Warner Bros.’ handling of Batman’s rogues gallery came into focus this week after Margot Robbie revealed that early drafts of Birds of Prey positioned the Penguin as the film’s main antagonist before the character was pulled for Matt Reeves’ separate Bat-verse.
In a joint interview promoting A Big Bold Beautiful Journey, Robbie told co-star Colin Farrell that “the first draft that Christina [Hodson] wrote of Birds of Prey, the villain was the Penguin,” adding that Reeves asked them not to use him because he planned to deploy the character in his own project. The role in Birds of Prey ultimately went to Black Mask, played by Ewan McGregor.
Robbie’s account offers a rare window into the coordination that can occur when parallel DC screen universes are in play. Birds of Prey, released in 2020, centered on Harley Quinn after her split from the Joker; the switch in villains meant the film’s crime-boss storyline proceeded without a crossover opportunity that would later define Reeves’ Gotham. Farrell, who portrays Oswald Cobblepot in that continuity, reacted with surprise in the interview and even asked Robbie if he could read Hodson’s earlier draft.

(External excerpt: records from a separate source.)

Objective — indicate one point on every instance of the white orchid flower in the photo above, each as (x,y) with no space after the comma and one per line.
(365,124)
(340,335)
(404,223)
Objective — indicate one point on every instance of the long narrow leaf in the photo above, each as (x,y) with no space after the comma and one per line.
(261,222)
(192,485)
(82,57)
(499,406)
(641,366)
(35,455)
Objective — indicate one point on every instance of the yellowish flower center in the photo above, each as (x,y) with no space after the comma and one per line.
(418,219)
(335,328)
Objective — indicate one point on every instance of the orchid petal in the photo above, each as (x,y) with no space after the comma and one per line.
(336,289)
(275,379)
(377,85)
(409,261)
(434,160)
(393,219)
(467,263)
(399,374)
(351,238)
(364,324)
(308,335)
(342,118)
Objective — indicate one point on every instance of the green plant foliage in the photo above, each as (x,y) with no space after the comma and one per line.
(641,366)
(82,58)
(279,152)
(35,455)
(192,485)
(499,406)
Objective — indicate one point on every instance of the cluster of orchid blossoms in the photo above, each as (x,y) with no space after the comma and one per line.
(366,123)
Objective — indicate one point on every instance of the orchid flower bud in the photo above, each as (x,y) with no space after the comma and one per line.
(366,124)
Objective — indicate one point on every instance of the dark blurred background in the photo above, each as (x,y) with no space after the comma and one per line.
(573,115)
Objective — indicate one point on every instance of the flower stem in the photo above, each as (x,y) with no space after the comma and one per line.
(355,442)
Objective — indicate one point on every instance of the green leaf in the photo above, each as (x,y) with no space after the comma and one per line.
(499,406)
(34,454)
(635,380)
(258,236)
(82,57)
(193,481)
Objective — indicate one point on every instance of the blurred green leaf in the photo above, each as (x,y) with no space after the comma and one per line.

The director’s request set the stage for Penguin’s subsequent rise elsewhere: Farrell’s take debuted in 2022’s The Batman and returned in the 2024 HBO series The Penguin, which tracks Cobblepot’s ascent in Gotham’s underworld and is positioned as connective tissue to the next theatrical chapter. With The Batman Part II dated for 2027, comments from talent and show creatives in recent months have reinforced that Reeves’ Bat-verse is being curated on its own track, separate from DC Studios’ mainline slate.